Morreu: o cartunista inglês Reginald Smythe, criador do personagem Andy Capp, ou Zé do Boné para os brasileiros. Desde 1957, as tiras assinadas por Smythe foram publicadas em 1.700 jornais e revistas de 48 países e traduzidas para treze idiomas. Desempregado, gordo, relaxado e bêbado, Zé do Boné é a figura mais politicamente incorreta das histórias em quadrinhos. Dia 13, aos 81 anos, de câncer, em Hartlepool, na Inglaterra.

Recusou-se: a pedir perdão pela violação aos direitos humanos durante seu governo o ex-presidente da África do Sul Pieter Botha, de 82 anos. Ele foi levado a julgamento por não colaborar com a Comissão de Verdade e Reconciliação, que investiga os crimes praticados sob o regime de segregação racial. Se julgado culpado, Botha pode pegar dois anos de cadeia. Dia 15, em George, na África do Sul.

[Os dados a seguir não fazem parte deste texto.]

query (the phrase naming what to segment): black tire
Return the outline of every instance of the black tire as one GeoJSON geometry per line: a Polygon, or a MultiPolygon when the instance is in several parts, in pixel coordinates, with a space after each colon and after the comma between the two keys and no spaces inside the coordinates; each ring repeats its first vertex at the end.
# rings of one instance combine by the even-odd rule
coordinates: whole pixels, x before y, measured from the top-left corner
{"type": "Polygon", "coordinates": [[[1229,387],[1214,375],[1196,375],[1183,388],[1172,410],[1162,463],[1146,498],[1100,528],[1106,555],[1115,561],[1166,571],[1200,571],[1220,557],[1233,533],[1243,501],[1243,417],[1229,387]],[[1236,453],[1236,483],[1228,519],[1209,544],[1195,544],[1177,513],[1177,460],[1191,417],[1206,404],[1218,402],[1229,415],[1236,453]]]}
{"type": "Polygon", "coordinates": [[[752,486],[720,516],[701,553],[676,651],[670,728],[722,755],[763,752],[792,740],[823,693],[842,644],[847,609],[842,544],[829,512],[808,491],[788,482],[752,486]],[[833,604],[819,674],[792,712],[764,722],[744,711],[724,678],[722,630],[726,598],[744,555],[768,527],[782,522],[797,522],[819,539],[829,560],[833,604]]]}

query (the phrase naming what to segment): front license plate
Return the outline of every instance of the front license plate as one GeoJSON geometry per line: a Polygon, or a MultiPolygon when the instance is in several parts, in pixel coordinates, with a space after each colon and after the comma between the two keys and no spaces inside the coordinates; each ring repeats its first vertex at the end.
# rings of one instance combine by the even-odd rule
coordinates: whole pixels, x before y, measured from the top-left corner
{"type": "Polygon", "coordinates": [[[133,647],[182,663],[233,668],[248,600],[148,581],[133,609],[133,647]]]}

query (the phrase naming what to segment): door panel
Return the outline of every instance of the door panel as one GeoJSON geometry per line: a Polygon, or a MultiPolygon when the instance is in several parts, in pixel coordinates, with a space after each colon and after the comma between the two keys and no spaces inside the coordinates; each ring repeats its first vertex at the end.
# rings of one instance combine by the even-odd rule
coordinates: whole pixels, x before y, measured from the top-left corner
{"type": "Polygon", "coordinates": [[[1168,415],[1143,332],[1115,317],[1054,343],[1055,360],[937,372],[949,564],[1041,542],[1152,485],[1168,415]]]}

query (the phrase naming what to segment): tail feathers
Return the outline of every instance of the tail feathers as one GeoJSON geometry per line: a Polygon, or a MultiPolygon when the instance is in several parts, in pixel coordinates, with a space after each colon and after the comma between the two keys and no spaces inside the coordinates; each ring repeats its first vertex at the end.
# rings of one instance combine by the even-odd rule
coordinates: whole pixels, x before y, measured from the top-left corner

Suspenso: pela Justiça da Nicarágua, o processo de abuso sexual contra o ex-presidente Daniel Ortega, movido por sua enteada Zoilamérica, de 30 anos. Como deputado, Ortega só pode ser processado caso o Congresso suspenda sua imunidade parlamentar. Dia 18, em Manágua.

Internado: vítima de um infarto agudo do miocárdio, o senador Romeu Tuma, de 67 anos. Nos próximos dias, a equipe médica avaliará a necessidade ou não de cirurgia. Dia 19, no Instituto do Coração, em São Paulo.

Anunciada: a morte, no dia 27 de abril, do escritor esotérico brasileiro Carlos Castaneda, vítima de câncer no fígado, aos 72 anos. Apontado como líder do novo xamanismo americano, publicou dez livros, com relatos de experiências alucinógenas e rituais de feitiçaria indígena. Dia 19, em Los Angeles.

Extraditado: para a Croácia o criminoso de guerra Dinko Sakic, de 76 anos. Como capitão do Exército croata aliado à Alemanha nazista, entre 1942 e 1944, ele comandou o campo de concentração Jasenovac, onde 600.000 pessoas foram mortas. Desde 1947, ele vivia na Argentina. Dia 17, em Buenos Aires.

Reaberto: pelo Tribunal de Justiça do Distrito Federal, o processo criminal contra Fabrício José Klein, de 20 anos, por homicídio culposo com agravante de omissão de socorro. Em agosto de 1996, o filho do ex-ministro Odacir Klein atropelou e matou o ajudante de pedreiro Elias Barboza Júnior, de 24 anos. Fugiu sem prestar socorro à vítima. Em 1997, a Justiça acatou a tese de que a assistência era desnecessária, já que Júnior havia morrido na hora — o que limitou a pena à doação mensal de alimentos a uma entidade filantrópica e ao pagamento de indenização à família de Júnior. Dia 18, em Brasília.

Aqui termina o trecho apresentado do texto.